Del. Patrick Hope, D-Arlington, had announced late Friday that he would file a resolution Monday in the House of Delegates that would allow the General Assembly to investigate the sexual assault claims and decide later whether Fairfax should be impeached if he continues to resist calls to resign. Hope said Monday that "additional conversations" would be necessary before his impeachment resolution could move forward. He also signaled he's open to dropping the impeachment process altogether.
"We must allow the victims to be heard in the most fair and just process possible," Hope said. "Any process must be open and transparent to the public. If we can come behind another process besides impeachment that will meet these goals, I will be supportive."
Hope's reversal came after a tense phone call Sunday night with his Democratic colleagues, according to multiple sources with knowledge of the call. Other lawmakers raised concerns that Hope had announced his plan Friday without consulting them first. Some Democrats had already said publicly that they felt it would be inappropriate to begin an impeachment process based solely on allegations that Fairfax has adamantly denied.
"I believe it was well-intended," Del Lamont Bagby, D-Henrico, the chair of the Virginia Legislative Black Caucus, said of Hope's effort. "But we need to explore other avenues to getting that investigation."
Several lawmakers have raised questions about how a General Assembly probe would work procedurally and legally. The legislature is not set up as an investigative body, and it's not clear if lawmakers would have the ability to compel testimony and evidence about events that didn’t happen in Virginia.
Fairfax's office had voiced skepticism about a legislative investigation. A Fairfax spokeswoman said the lieutenant governor "believes that an inherently political process is not the most likely path for learning the truth."

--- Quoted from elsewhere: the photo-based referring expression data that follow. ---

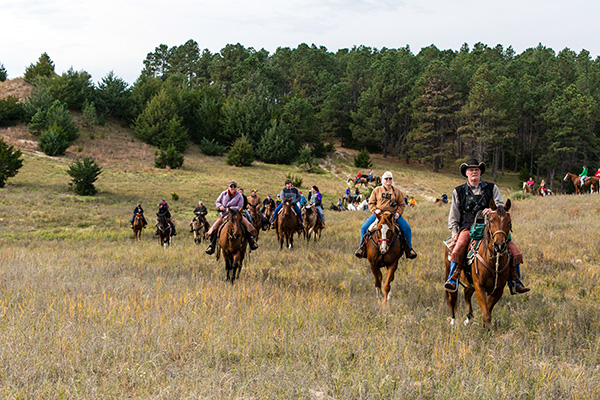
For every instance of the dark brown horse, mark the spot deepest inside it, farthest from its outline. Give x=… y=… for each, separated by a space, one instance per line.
x=287 y=223
x=312 y=223
x=385 y=246
x=590 y=181
x=137 y=226
x=232 y=240
x=199 y=227
x=165 y=231
x=490 y=269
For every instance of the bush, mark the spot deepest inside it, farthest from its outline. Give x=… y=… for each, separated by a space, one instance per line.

Vanessa Tyson and Meredith Watson — the two women who have come forward with accusations against Fairfax — have both said they're willing to testify before the General Assembly. Tyson has accused Fairfax of assaulting her in a Boston hotel room in 2004. Watson, who came forward Friday, has alleged Fairfax raped her in 2000 at Duke University. Fairfax has said both encounters were consensual and has refused to step down in the face of what he has called a "vicious and coordinated smear campaign."
Watson is asking the legislature to hold hearings "regardless of what they are called," and to "reject a secret and delayed proceeding," her lawyer said in a statement Monday evening.
Though the impeachment threat may have dissipated, Fairfax's staff departures proved there would be immediate consequences for the accusations.
The PAC employees who left are Dave Mills, who was the executive director of We Rise Together, and Courtney McCargo, a fundraiser.
Mills is the husband of state Sen. Jennifer McClellan, D-Richmond, who is considered a strong contender to replace Fairfax as lieutenant governor should Fairfax resign.
On the government side, Adele McClure, the policy director, resigned, as did Julia Billingsley, the scheduling director.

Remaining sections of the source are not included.